É desta Laura de quem, agora, trato. Dela e de seu drama. Da sua despedida com lenços e gemidos, da sua vida no asfalto, dos bares, das taças de dor. Dela, sim, para quem um coração agoniado então perguntava: “Laura, o que é da rosa nos cabelos, o que é do vale sempre em flor, o que é do teu sorriso, o que é do nosso amor?”.
Poucas vezes, uma tragédia humana terá tido história tão concisa, começo e fim em tão poucos e curtos versos. A Conceição de Cauby, a que vivia a sonhar com coisas que o morro não tem, teve a infelicidade cantada em frases mais longas, teve história mais comprida. Fez-se o hino desse moço e peça obrigatória em seus shows mesmo quando, na fase mais difícil da carreira, ele se via obrigado a cantar em restaurantes e clubinhos do interior. Ou cantava Conceição, ou alguém tacaria fogo no recinto.
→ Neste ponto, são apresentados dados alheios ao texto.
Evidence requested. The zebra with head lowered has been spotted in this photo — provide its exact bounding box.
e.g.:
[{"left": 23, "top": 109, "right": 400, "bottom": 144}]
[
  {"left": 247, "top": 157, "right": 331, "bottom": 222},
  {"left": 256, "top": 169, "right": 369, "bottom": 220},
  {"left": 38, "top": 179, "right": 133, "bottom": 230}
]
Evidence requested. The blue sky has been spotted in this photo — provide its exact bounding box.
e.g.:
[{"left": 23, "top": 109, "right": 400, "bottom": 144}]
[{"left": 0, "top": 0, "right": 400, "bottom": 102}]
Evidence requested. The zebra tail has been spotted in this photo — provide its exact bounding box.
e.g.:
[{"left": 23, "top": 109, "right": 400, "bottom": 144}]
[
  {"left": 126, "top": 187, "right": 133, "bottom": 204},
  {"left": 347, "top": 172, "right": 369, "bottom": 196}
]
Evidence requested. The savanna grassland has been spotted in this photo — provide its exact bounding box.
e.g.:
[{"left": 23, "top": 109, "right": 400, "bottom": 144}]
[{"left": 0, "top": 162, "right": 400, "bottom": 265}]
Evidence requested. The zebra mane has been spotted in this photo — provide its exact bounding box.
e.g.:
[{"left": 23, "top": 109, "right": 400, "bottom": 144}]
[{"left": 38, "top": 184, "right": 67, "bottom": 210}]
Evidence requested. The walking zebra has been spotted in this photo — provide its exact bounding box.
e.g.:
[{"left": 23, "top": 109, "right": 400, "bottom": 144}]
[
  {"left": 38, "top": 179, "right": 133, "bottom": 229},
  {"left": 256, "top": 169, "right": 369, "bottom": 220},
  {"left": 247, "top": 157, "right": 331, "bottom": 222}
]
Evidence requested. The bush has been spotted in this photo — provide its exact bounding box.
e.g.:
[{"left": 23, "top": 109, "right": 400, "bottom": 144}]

Espero que a menina de Cartola, antes da partida, haja atendido aos apelos de um pai cujo coração se arrebentava: “Ainda é cedo, amor. Mal começaste a conhecer a vida”. Vi um americano da gema derramar-se em lágrimas ao reagir à canção com a qual o bom e velho Cartola, violão em punho, tentava atrasar a despedida da filha. O poeta, de fato, fizera uma música universalmente bela, única e tocante. Perdas, minhas e meus amigos, doem em qualquer um, fale o idioma que falar. Dono de canal no YouTube e apaixonado pela música, pela gente e pelas paisagens do Brasil, nosso irmão do Norte terminou por arrumar as malas e se mudar para o lado de baixo da Linha do Equador. Não me perguntem por qual razão escolheu Goiânia, na beirada de Brasília. Eu não saberia responder.
A Laura de Vicente chegou-me num sopro de vento, agora há pouco, quando eu tinha o coração mole (não conto a causa) e não mais lembrava dela. Veio da varanda de um vizinho, no prédio onde eu moro. E me invadiu a alma. O diabo é que assim o fez de mãos dadas com Emílio Santiago, dono de uma das três mais belas vozes masculinas do cancioneiro nacional, com o perdão de Vicente Celestino, o primeiro intérprete.
Imediatamente, interrompi a audição de Pascal Lottaz, um dos mais íntegros e capacitados analistas da geopolítica, hospedeiro contumaz de ex-diplomatas europeus, asiáticos e americanos, de gratas expressões acadêmicas, ou de antigos agentes da CIA, para tratos das guerras modernas, tragédias, estas sim, coletivas.
Sem sair do sofá, controle remoto à mão, fui em busca daquele cantor e daquela Laura. Nunca eu a percebera tão real, tão humana. Vicente e outros, depois dele, não me haviam dado a percepção plena
Fonte: Ytube
Os arrepios que tive, na ocasião, talvez decorressem da instrumentação simples: um piano dolente e primoroso, um piston com surdina, um tecladinho meio escondido num recanto, uma sala pequena, umas poucas pessoas. Um anjo com asas quebradas, ou dores outras, deve ter feito o arranjo daquele grupo e de suas notas. Não havia grande orquestração a me desviar da grandeza do intérprete nem da excelência dos três instrumentistas. Emílio, então, se fazia pleno e absoluto.
Infelizmente, ele, que nasceu para cantar, deixou esse mundão de Deus em 2013, aos 67 anos. Cultivou modos e gestos elegantes, técnica perfeita, timbre envolvente, domínio espantoso do ritmo. Seus agudos não feriam os ouvidos. Quando nos tons mais baixos nunca ia muito além de sussurros de veludo a ouvidos e corações.
Eu o comparo a duas outras enormes expressões da música brasileira: Dick Farney e Lúcio Alves. Nos anos de 1950, quando tinham fã-clubes aguerridos, a indústria fonográfica e a Revista do Rádio inventaram uma rivalidade que ambos desmentiriam, anos mais tarde, com a gravação conjunta de “Tereza da Praia”.
Como não desejo encrenca neste mundo já para lá de encrencado, esforço-me para acolher os palpites dos que pensem diferentemente de mim. E, em nome da cordialidade e da paz, permito-me o abraço caloroso nos seus ídolos. Vá ver, tenho o coração e as permissões de Tereza. Perdão, Braguinha e Alcir Pires. Eu ia esquecendo de vocês, escultores da bela e desditosa Laura.